# Repatriation deposit refund



## Jennybadenhorst (May 22, 2013)

Has anyone received their repatriation deposit refund that applied before the deadline in Feb 2015?

Still waiting on mine and starting to think it was a scam from DHA to get the original receipt from me so I can't apply for it in my home country on returning :disappointed_relieved: 

I know they said it would take 6-12months to process and now we are at 12months and no refund. Wondering if anyone has received their money?


----------



## inspire77 (Jun 24, 2015)

I also applied for refund on the 27th Feb 2015 where I handed in my original repartriation receipt along with relevant documentation. 

Sadly, that money is yet to be paid.

Lord knows what's going on regarding the refund initiative.


----------



## Portak (Sep 10, 2014)

Guys, all I can tell you is push till you get it. Thats what I've learnt in this country. You may use the presidential hotline. I used them to get my PR and my refund. I submitted my application for refund after the February deadline. I was told it's forfeited but I didnt give up and submitted a complaint to the presidential hotline. I followed up regularly and got the refund this month (February 2016) but submitted my application for refund in somewhere August/September 2015.


----------



## IamT (Aug 4, 2014)

Any luck with the refunds?


----------



## inspire77 (Jun 24, 2015)

Nope. Nothing as yet.


----------



## Fortune07 (Apr 14, 2016)

Portak said:


> Guys, all I can tell you is push till you get it. Thats what I've learnt in this country. You may use the presidential hotline. I used them to get my PR and my refund. I submitted my application for refund after the February deadline. I was told it's forfeited but I didnt give up and submitted a complaint to the presidential hotline. I followed up regularly and got the refund this month (February 2016) but submitted my application for refund in somewhere August/September 2015.


Hey Portak,

How long did the presidential hotline take to solve your case?

Thanks


----------



## IamT (Aug 4, 2014)

Hi,

I recently got my PR and want to get my refund from DHA.

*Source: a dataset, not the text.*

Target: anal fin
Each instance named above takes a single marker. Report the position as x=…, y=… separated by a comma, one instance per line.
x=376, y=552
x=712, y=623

I went to their Durban offices and they told me it takes 6-8 months to get the refund.


----------



## Fortune07 (Apr 14, 2016)

IamT said:


> Hi,
> 
> I recently got my PR and want to get my refund from DHA.
> 
> I went to their Durban offices and they told me it takes 6-8 months to get the refund.


 

Hi,

I received notification form the bank last week Thursday. Surprised where money was coming from, i checked and saw the reference said HOME AFFAIRS. Took me a while to recollect that it was my repatriation fee refund, reason being it has been 1.5yrs since i applied. I didn't follow up, i was surprised and excited.

So yeah i was refunded. Took long but thank God they refunded me.


----------